This factsheet is an extract from BloombergNEF's Aviation Credits Market Outlook: Corsia Gets Its Wings. To access this report, please contact sales.bnef@bloomberg.net.

A United Nations-led carbon market has taken center stage in the efforts to decarbonize the aviation industry. Under the Carbon Offsetting and Reduction Scheme for International Aviation (Corsia), airlines are required to reduce their emissions from global passenger and cargo flights between member states relative to 2019 levels. If not, participants must either purchase low-carbon fuels or use Corsia-eligible carbon credits equivalent to their excess emissions. The high price point of the former means airlines could rely more heavily on carbon credits, pushing up their prices significantly and raising the bar for good quality carbon credits in other markets.

Key message

Airlines participating in the United Nations-led Carbon Offsetting and Reduction Scheme for International Aviation (Corsia) could be looking to procure eligible carbon credits to fulfill their compliance obligations. BloombergNEF forecasts that the prices of such credits could more than quadruple, peaking at $97 per metric ton in 2027 in its base-case scenario. For some airlines, purchasing carbon credits to comply with Corsia could end up making up a significant amount of their operating expenses.

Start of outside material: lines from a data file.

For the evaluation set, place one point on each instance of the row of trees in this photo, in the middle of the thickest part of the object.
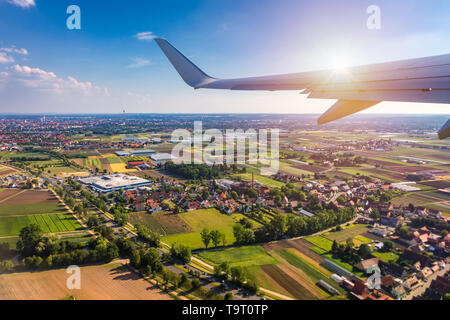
(215, 237)
(236, 274)
(197, 171)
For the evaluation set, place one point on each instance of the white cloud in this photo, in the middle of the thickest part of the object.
(15, 50)
(139, 62)
(25, 78)
(23, 3)
(4, 58)
(147, 35)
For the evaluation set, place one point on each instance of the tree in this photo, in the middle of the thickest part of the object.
(364, 251)
(29, 237)
(388, 245)
(238, 274)
(216, 237)
(206, 237)
(224, 239)
(6, 266)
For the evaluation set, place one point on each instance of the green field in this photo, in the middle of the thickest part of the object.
(113, 159)
(386, 256)
(49, 223)
(92, 162)
(308, 268)
(200, 219)
(261, 179)
(320, 242)
(351, 232)
(30, 209)
(242, 256)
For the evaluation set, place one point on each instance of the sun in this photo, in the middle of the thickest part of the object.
(340, 64)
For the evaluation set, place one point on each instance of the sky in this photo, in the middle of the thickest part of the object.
(112, 63)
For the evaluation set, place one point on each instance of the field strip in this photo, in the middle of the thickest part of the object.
(298, 275)
(276, 294)
(12, 196)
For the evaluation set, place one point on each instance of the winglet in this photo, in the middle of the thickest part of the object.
(190, 73)
(444, 132)
(344, 108)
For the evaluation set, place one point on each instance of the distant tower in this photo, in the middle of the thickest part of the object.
(253, 180)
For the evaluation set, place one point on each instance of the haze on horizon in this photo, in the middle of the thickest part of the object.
(112, 64)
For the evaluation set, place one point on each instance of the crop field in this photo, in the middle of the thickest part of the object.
(200, 219)
(19, 208)
(100, 282)
(293, 274)
(261, 179)
(346, 233)
(120, 168)
(162, 223)
(19, 202)
(240, 256)
(92, 161)
(440, 184)
(112, 158)
(49, 223)
(386, 256)
(320, 242)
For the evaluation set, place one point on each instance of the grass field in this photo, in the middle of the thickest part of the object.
(261, 179)
(120, 168)
(386, 256)
(351, 232)
(162, 223)
(242, 256)
(200, 219)
(320, 242)
(49, 223)
(100, 282)
(30, 209)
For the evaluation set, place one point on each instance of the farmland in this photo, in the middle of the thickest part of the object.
(21, 208)
(101, 282)
(199, 219)
(242, 256)
(162, 223)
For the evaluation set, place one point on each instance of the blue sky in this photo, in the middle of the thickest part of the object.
(104, 67)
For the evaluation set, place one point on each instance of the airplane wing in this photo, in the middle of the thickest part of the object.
(356, 88)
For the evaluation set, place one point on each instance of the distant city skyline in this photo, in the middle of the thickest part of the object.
(112, 64)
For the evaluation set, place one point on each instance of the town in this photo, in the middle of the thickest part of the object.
(343, 204)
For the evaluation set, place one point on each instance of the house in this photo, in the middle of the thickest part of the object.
(153, 206)
(412, 283)
(364, 265)
(398, 292)
(440, 286)
(425, 273)
(391, 221)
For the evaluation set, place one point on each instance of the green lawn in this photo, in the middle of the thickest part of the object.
(320, 242)
(200, 219)
(346, 233)
(30, 209)
(49, 223)
(261, 179)
(308, 268)
(242, 256)
(386, 256)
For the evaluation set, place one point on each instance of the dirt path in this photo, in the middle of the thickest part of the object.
(297, 274)
(12, 196)
(101, 282)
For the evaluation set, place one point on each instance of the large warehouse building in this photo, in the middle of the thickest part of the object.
(114, 182)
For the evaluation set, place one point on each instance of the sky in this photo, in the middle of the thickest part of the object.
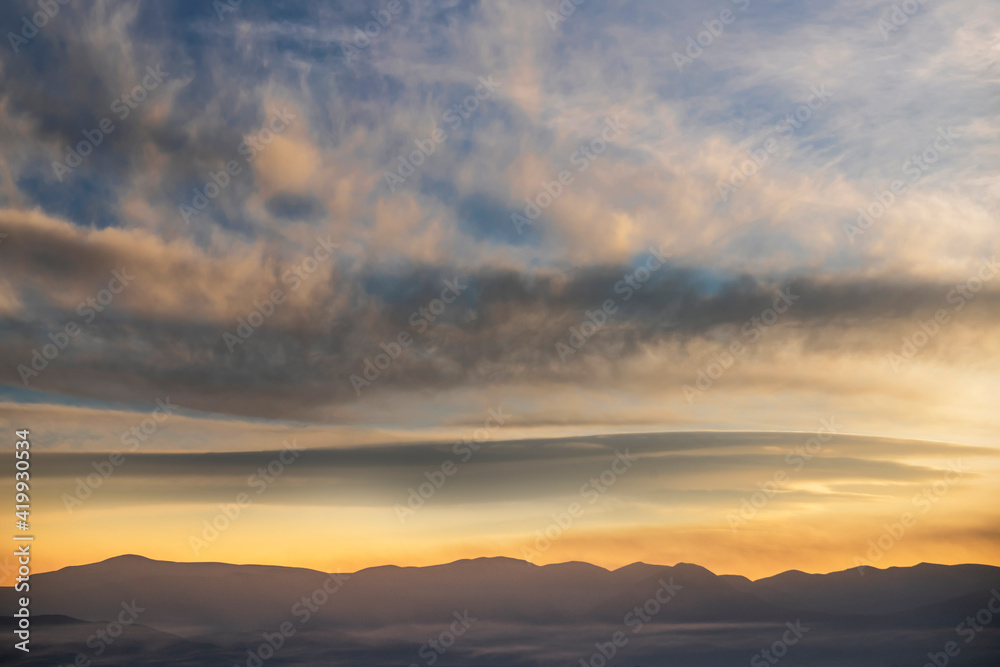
(336, 285)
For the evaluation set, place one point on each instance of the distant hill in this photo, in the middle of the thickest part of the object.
(523, 613)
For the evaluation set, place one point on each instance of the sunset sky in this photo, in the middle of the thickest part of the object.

Eligible carbon credit prices to surge

Both options that participants could use to comply with Corsia are expensive. Currently, sustainable aviation fuel – a low-carbon replacement to traditional jet fuel – costs $570 per metric ton of carbon dioxide equivalent. Comparatively, Corsia-eligible carbon credits averaged $21.70 per ton in auctions held in 2024.

However, BloombergNEF forecasts that carbon credit prices will increase rapidly and reach $97 per ton by 2027 in its base-case scenario. This is mostly attributed to a 98% surge in annual carbon credit demand with the start of the second phase of Corsia (2027-2035). During this period, all members of the International Civil Aviation Organization – including major markets such as China, India and Russia – are mandated to participate in the aviation carbon market. As more supply is introduced in the subsequent years, closing the gap with demand, prices are set to taper off. In the final year of Corsia, carbon credits could cost $40.40 per ton.

Not all airlines will be affected equally

BNEF projects that airlines would need to spend up to $62 billion cumulatively on carbon credits from 2024 to 2035 to comply with Corsia. However, the cost is not shouldered equally by all airlines, as the top emitters – Emirates, Qatar Airways and United Airlines – are disproportionately affected by the aviation carbon market. The three companies accounted for 14% of total estimated emissions covered under Corsia, led by Emirates. The Dubai-based airline could spend up to $3.7 billion on carbon credits, based on BNEF’s estimates. This could trickle down to customers in the form of more expensive tickets and may lead to pushback from airlines and some host countries.